The RWsOS depends on data provided by a large number of suppliers. In addition to the observations collected by Rijkswaterstaat itself, data is acquired from the Dutch water boards, multiple foreign water authorities, and the Dutch, German and French meteorological offices. The system brings together several sub-disciplines of environmental modelling, including hydrology, one- and two-dimensional hydrodynamics, data assimilation, and optimization. Information from the RWsOS is both shared internally within Rijkswaterstaat, as well as disseminated to the general public, the water boards, international partners, and other interested parties. The group of users and stake-holders involved in the RWsOS is thus large and relatively diverse. Contributing to its development is therefore an enriching experience.
RWsOS: a coherent operational system
Notwithstanding the difference in requirements for each of the operational systems, Rijkswaterstaat has recognized the importance of uniformity. This allows for efficient maintenance of the system, leads to shared benefits from developments, and improves the internal and external communication of results.

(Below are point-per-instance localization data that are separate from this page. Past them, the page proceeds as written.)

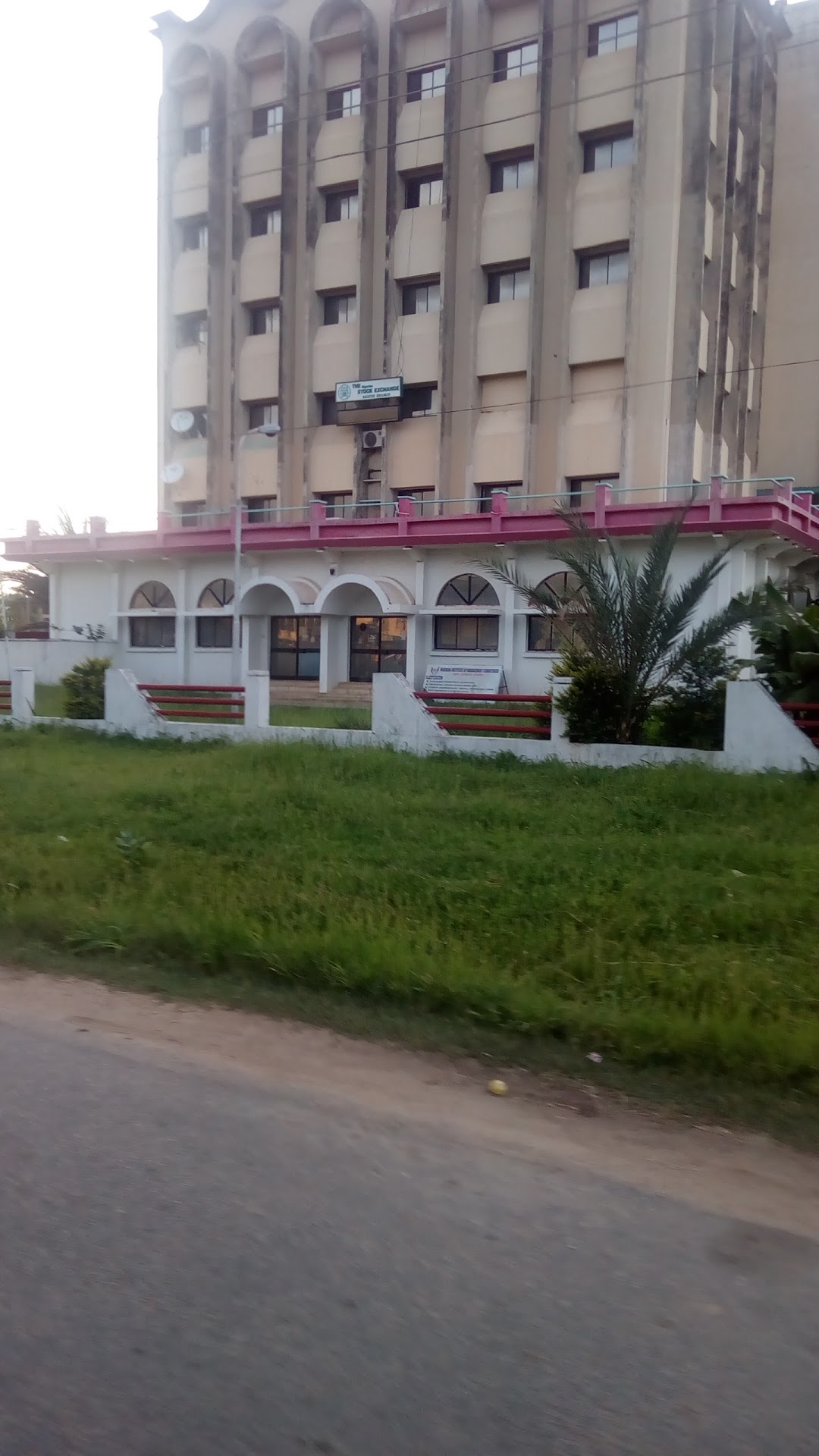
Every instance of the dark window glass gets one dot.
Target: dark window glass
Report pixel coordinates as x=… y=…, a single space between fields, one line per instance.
x=613 y=36
x=153 y=631
x=215 y=631
x=425 y=190
x=295 y=645
x=468 y=592
x=465 y=634
x=265 y=218
x=268 y=120
x=604 y=268
x=376 y=645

The common use of the Delft-FEWS software contributes significantly to the coherence of the RWsOS, while it is still sufficiently configurable to tailor each operational system to needs of its users. In addition, the clustered systems benefit from a single file transfer solution, a common archive and various standardized dissemination portals, such as waterinfo.rws.nl.
The maintenance and development of the RWsOS has been set up such that generic solutions are favoured. As an example, the forecast performance functionality is currently being redeveloped and extended. The result will be that each system uses the same measures of forecast performance, and that results are presented in uniform reports, in order to facilitate easy intercomparison.
We have just started the planning phase for next year's activities. I am looking forward to help Rijkswaterstaat with the adaption of the RWsOS to changing requirements in a sustainable way.